スペクトラルは、DMA-260 S2 においてSHHA ドライバー・テクノロジーにさらに磨きをかけた。従来のドライバーと比べて速度と信号応答性を2 倍に高め、アンプ・トポロジーを飛躍的に改善している。しかし、こうした高速化では往々にしてエネルギーの貯蔵や発熱の記憶が大きな歪みとなって、トランジェントのディテールが失われた不鮮明な音になってしまう。この問題に対処するため、最新のテスト法を用いて動きの速いサーマルテールを検知し、高度な新型SHHA ドライバー・トポロジーにこうしたアーチファクトを除去する能力を持たせた。
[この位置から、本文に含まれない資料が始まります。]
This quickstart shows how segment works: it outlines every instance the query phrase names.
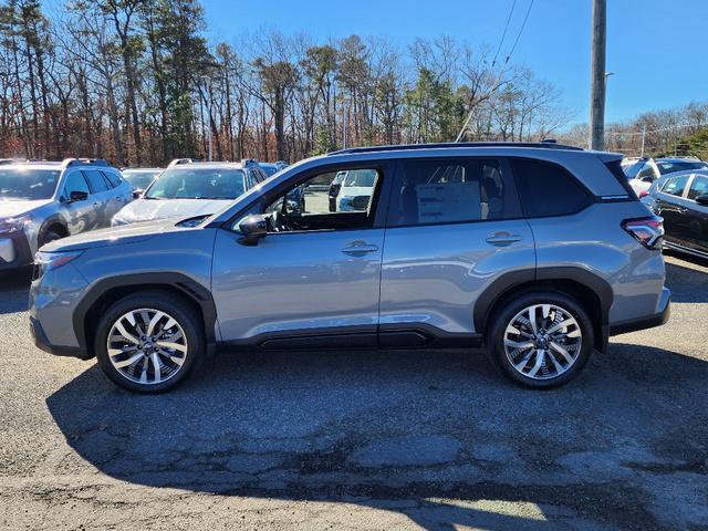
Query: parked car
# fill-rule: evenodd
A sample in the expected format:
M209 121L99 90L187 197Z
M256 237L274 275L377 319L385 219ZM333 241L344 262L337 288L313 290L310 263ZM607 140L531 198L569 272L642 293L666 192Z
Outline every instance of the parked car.
M655 181L642 201L664 218L664 246L708 258L708 169Z
M293 188L362 169L375 175L368 208L291 210ZM662 237L616 154L353 148L302 160L198 225L52 242L30 319L41 348L96 356L135 392L174 387L216 348L481 344L513 381L549 387L611 335L666 321Z
M209 216L267 179L253 160L170 163L140 198L117 212L113 227L174 217Z
M678 158L650 158L645 157L634 165L624 168L625 175L629 179L629 185L637 196L647 195L652 183L664 175L689 169L708 168L708 163L704 163L696 157Z
M374 192L377 173L374 169L351 169L336 195L336 210L366 210Z
M32 263L44 243L108 227L133 188L105 160L0 166L0 270Z
M123 168L121 174L132 186L133 196L137 199L163 173L165 168Z

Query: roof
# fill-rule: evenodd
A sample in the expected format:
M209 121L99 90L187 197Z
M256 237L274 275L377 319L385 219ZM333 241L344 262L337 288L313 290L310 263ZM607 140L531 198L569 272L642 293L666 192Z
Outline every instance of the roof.
M399 152L409 149L441 149L441 148L470 148L470 147L531 147L540 149L570 149L575 152L582 152L582 147L569 146L565 144L558 144L555 140L542 140L542 142L439 142L428 144L394 144L386 146L367 146L367 147L351 147L348 149L340 149L337 152L329 153L332 155L345 155L355 153L376 153L376 152Z

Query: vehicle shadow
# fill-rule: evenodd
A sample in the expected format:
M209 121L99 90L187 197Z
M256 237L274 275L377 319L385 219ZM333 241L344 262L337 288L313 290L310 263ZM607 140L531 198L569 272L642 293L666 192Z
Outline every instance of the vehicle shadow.
M706 473L708 363L659 348L612 345L548 392L457 351L225 354L208 365L164 395L117 389L96 366L56 391L46 405L75 452L63 466L498 530L563 518L658 529L654 486L680 492L674 469ZM655 469L657 483L646 479ZM541 518L511 516L514 503Z
M27 311L31 279L30 268L0 273L0 314Z
M666 285L673 302L708 302L708 260L671 257L666 262Z

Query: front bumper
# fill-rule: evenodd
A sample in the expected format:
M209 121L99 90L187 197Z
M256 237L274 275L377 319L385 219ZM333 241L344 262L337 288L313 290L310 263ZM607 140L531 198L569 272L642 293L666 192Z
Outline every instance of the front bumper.
M610 335L626 334L628 332L636 332L637 330L660 326L668 321L668 317L671 313L670 299L671 292L668 290L668 288L664 288L658 303L658 311L656 313L613 323L610 325Z
M0 271L32 263L33 256L24 231L0 233Z
M81 346L52 345L46 339L44 329L42 329L40 322L34 317L30 317L30 333L38 348L54 354L55 356L79 357L80 360L90 360L93 357L86 348L82 348Z

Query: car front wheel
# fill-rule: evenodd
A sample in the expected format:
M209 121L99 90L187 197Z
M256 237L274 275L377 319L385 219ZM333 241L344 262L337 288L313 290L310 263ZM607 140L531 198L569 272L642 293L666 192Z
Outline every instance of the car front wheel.
M95 339L96 357L118 386L159 393L181 383L205 351L196 312L162 292L128 295L103 315Z
M509 301L494 315L488 337L497 365L514 382L534 388L555 387L575 377L593 344L585 310L554 292Z

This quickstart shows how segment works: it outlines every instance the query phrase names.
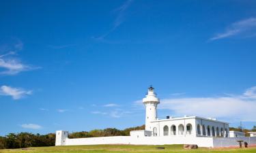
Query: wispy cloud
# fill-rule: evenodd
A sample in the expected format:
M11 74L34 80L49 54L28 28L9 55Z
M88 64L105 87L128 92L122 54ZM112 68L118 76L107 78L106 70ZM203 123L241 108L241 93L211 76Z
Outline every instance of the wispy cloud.
M59 113L64 113L66 112L68 112L68 109L57 109L57 112L58 112Z
M13 88L8 86L1 86L0 88L0 95L11 96L14 100L20 99L31 94L32 90L27 90L20 88Z
M106 105L104 105L103 107L117 107L119 106L117 104L115 103L108 103Z
M42 129L42 126L35 124L23 124L20 125L24 129L38 130Z
M121 118L121 117L124 117L129 114L131 114L132 112L125 111L125 110L122 110L122 109L115 109L115 110L111 110L108 112L101 112L101 111L94 111L94 112L91 112L91 113L94 114L107 116L111 118Z
M23 48L23 42L17 39L17 42L10 45L12 46L5 47L3 50L0 50L5 54L0 54L0 74L1 75L15 75L22 71L30 71L40 67L25 65L14 56L16 52Z
M76 46L76 44L66 44L66 45L48 45L48 47L52 49L60 50L66 48L70 48Z
M39 109L40 109L42 111L49 111L49 109L46 109L46 108L40 108Z
M171 110L173 116L193 115L225 120L255 121L256 86L236 96L165 99L159 109Z
M96 40L100 40L103 42L106 42L106 40L104 39L104 37L106 37L107 35L109 35L110 33L114 31L118 27L119 27L124 22L125 12L132 3L132 1L133 0L127 0L120 7L115 9L113 12L117 13L117 17L115 18L113 23L112 29L109 30L108 32L105 33L104 34L97 37L94 37L93 38ZM106 42L109 41L106 41Z
M210 41L233 37L238 35L256 36L256 18L250 18L232 23L223 33L218 33Z
M171 94L171 96L180 96L180 95L185 95L186 92L177 92L177 93L172 93Z
M101 115L106 115L108 114L106 112L100 112L100 111L94 111L94 112L91 112L91 113L94 114L101 114Z

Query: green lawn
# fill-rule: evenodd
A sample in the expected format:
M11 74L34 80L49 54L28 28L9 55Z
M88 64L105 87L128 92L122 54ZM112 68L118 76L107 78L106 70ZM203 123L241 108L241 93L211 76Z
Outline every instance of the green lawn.
M156 149L156 147L165 147L165 149ZM44 152L242 152L256 153L256 148L199 148L197 150L184 150L183 145L162 145L162 146L132 146L132 145L92 145L73 146L57 147L38 147L16 150L0 150L1 153L44 153Z

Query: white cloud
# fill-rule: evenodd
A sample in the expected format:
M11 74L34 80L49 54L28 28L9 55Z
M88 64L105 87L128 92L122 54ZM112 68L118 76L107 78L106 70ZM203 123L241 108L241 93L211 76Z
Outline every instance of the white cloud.
M185 95L186 92L177 92L177 93L173 93L173 94L171 94L171 96L180 96L180 95Z
M256 87L242 95L220 97L188 97L162 99L159 109L171 110L174 116L193 115L229 120L255 121Z
M216 34L210 40L230 37L238 34L255 35L256 34L256 18L250 18L234 22L229 26L225 32Z
M91 112L94 114L101 114L101 115L106 115L108 113L104 112L100 112L100 111L94 111Z
M25 65L17 58L14 57L14 55L17 55L17 52L23 48L23 42L18 39L15 39L16 44L5 44L4 49L0 50L1 52L5 52L0 54L0 74L1 75L15 75L22 71L40 68Z
M106 105L104 105L103 107L117 107L118 105L115 103L108 103Z
M21 127L24 129L34 129L34 130L42 129L42 126L40 125L35 124L21 124Z
M0 95L11 96L15 100L31 94L32 90L26 90L23 88L12 88L8 86L1 86L0 88Z
M67 111L68 111L67 109L57 109L57 112L58 112L59 113L63 113L63 112L66 112Z
M247 89L244 95L248 98L256 99L256 86L253 86Z
M127 116L128 114L131 114L132 112L130 112L130 111L116 109L116 110L110 111L109 112L94 111L94 112L91 112L91 113L94 114L100 114L100 115L107 116L109 116L111 118L121 118L121 117L124 117L125 116Z
M117 111L112 111L109 115L112 118L120 118L122 114Z
M100 40L102 42L106 42L108 41L104 41L104 37L108 36L110 33L113 32L118 27L119 27L125 20L125 12L126 10L130 7L133 0L126 1L120 7L114 10L114 12L117 12L117 17L115 18L113 23L113 27L108 32L98 37L93 37L96 40Z
M1 57L0 68L3 68L4 69L0 72L0 74L4 75L15 75L21 71L38 69L38 67L32 67L31 66L23 64L14 58L5 59Z
M40 109L42 111L49 111L48 109L46 109L46 108L40 108Z

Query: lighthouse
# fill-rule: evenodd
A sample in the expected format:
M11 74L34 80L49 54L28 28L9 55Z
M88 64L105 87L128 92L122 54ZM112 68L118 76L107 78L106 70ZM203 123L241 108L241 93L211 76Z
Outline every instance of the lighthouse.
M159 99L156 97L156 94L154 91L154 88L150 86L148 88L146 97L143 99L143 103L145 107L145 127L146 131L152 131L150 122L157 119L157 105L160 103Z

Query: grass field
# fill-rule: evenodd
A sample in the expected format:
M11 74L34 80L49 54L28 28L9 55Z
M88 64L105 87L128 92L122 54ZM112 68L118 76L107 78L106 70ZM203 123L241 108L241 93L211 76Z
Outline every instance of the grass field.
M165 147L165 149L157 149L157 147ZM256 148L199 148L197 150L184 150L183 145L163 145L163 146L132 146L132 145L93 145L74 146L57 147L38 147L16 150L0 150L1 153L44 153L44 152L242 152L256 153Z

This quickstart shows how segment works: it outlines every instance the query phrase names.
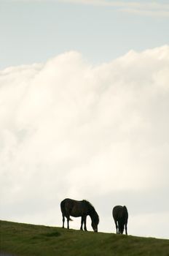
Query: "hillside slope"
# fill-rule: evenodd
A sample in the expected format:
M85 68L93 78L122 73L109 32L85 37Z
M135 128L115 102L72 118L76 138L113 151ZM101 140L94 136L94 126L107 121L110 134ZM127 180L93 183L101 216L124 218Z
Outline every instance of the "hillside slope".
M169 256L169 240L0 221L1 253L16 256ZM0 254L1 255L1 254Z

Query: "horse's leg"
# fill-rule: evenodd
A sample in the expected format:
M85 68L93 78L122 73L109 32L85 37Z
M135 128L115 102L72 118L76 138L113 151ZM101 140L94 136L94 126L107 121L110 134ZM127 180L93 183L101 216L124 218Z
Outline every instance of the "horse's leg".
M115 220L115 221L114 221L114 222L115 222L115 225L116 225L117 234L118 234L118 225L117 225L117 220Z
M84 229L85 231L87 231L87 227L86 227L86 218L87 218L87 216L85 216L85 217L84 217Z
M69 229L69 225L68 225L68 222L69 222L69 216L68 217L66 217L67 218L67 228Z
M127 223L125 223L125 234L127 235Z
M65 217L64 217L63 214L62 214L62 216L63 216L63 219L62 219L62 220L63 220L63 226L62 226L62 227L64 228Z
M83 217L82 216L82 219L81 219L81 226L80 226L80 230L83 230Z

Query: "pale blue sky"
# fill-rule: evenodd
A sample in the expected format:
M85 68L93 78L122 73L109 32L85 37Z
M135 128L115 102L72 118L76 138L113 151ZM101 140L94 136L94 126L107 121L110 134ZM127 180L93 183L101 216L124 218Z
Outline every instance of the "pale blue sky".
M70 1L1 0L0 68L45 61L71 50L81 52L92 63L101 63L130 49L142 50L168 43L168 12L135 14L118 7ZM160 4L162 7L165 3Z

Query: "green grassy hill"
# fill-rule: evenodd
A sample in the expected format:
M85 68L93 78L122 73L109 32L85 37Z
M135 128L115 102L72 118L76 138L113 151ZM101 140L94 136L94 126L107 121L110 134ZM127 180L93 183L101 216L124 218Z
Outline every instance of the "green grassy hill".
M17 256L169 255L169 240L0 221L1 253ZM0 255L1 255L0 253Z

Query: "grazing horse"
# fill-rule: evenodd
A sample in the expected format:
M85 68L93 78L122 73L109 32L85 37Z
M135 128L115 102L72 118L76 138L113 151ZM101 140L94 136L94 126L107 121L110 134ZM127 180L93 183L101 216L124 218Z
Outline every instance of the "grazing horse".
M74 217L82 217L81 230L84 229L87 231L86 218L89 215L92 220L92 227L95 232L98 232L98 225L99 222L99 217L95 209L90 203L86 200L77 201L76 200L66 198L60 203L60 208L63 216L63 227L64 227L65 217L67 218L67 227L69 228L70 216Z
M117 234L123 234L125 226L125 234L127 235L128 212L126 206L114 206L112 214L116 225Z

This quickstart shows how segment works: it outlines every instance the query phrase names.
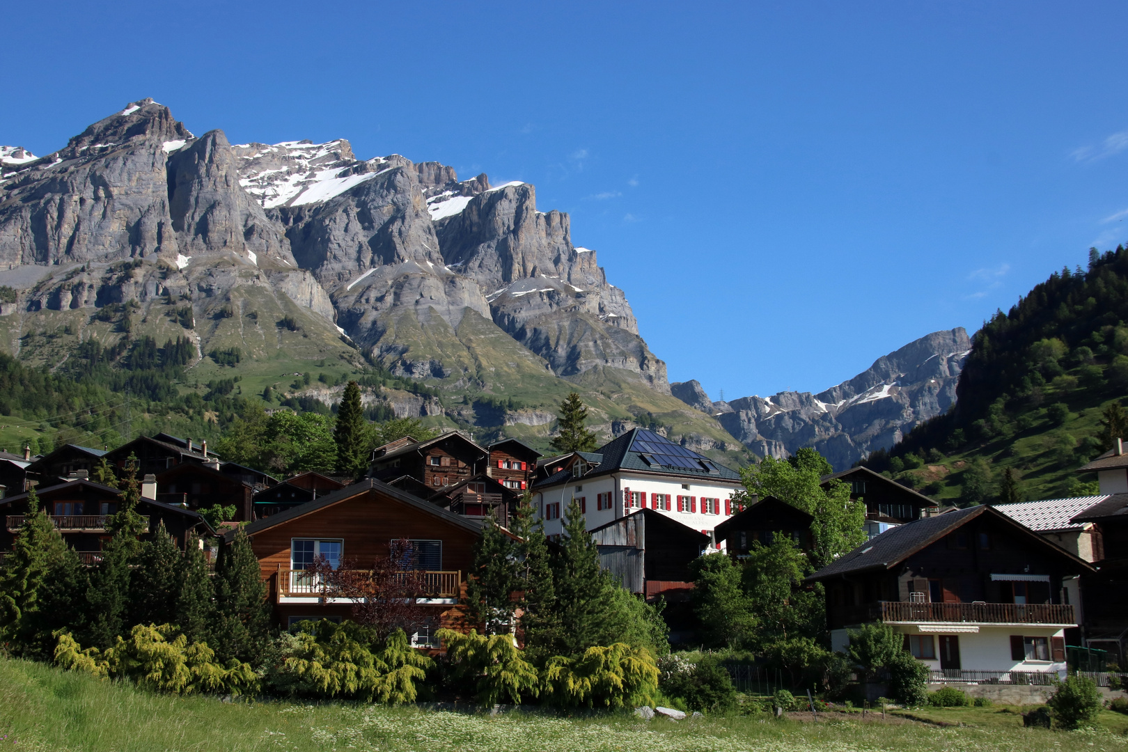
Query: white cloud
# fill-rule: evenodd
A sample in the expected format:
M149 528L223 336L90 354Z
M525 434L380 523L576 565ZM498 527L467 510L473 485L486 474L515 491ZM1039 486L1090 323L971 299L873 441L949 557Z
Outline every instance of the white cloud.
M1128 131L1113 133L1095 147L1074 149L1072 154L1078 162L1095 162L1105 157L1113 157L1128 149Z
M1109 222L1121 222L1123 221L1125 218L1128 218L1128 209L1121 209L1119 212L1114 214L1109 214L1103 220L1101 220L1101 224L1107 224Z

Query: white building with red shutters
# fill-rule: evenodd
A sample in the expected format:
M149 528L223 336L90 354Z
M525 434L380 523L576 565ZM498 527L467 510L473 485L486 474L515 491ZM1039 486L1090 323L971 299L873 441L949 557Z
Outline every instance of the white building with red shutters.
M634 428L594 452L539 462L532 503L545 534L563 532L569 504L580 503L588 530L642 508L655 510L712 537L728 520L740 475L645 428Z

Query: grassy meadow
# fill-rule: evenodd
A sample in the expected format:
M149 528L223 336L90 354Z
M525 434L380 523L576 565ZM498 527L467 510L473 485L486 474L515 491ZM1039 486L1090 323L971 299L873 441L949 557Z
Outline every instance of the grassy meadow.
M491 717L413 707L220 702L211 697L152 695L130 684L102 682L43 664L0 660L0 750L1048 752L1083 747L1100 752L1128 749L1123 724L1116 728L1058 732L1024 729L1020 716L995 708L934 713L944 715L949 723L963 714L960 716L963 720L954 722L966 725L942 727L892 714L885 723L873 716L863 722L858 714L820 716L817 723L775 720L764 715L676 723L664 718L644 722L625 713L576 717L510 713ZM1110 720L1119 723L1119 717Z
さらに、革新的なプッシュプル・バランスゲイン・セクションを組み合わせることで、新型SHHA ドライバーは、100 万分の1 レベルの波形再現精度と画期的な低歪み・低ノイズ性能を発揮している。長年の夢であった信号の記憶のほとんどない理想の瞬時波形精度を実現したステレオ・リファレンス・アンプの最高峰、それがDMA-260 Series 2 である。

 



■DMA-260S2の仕様

 

出力:200W×2/8Ω、360W×2/4Ω、545W×2/2Ω

入力:RCA×1、XLR×1

入力インピーダンス:10kΩ

S/N:97dB

最大消費電力:1600W

寸法・重量:W48.22×H18.4×D45.8cm・27.2Kg

定価:2,250,000円(税別)

※2016/11現在の価格です。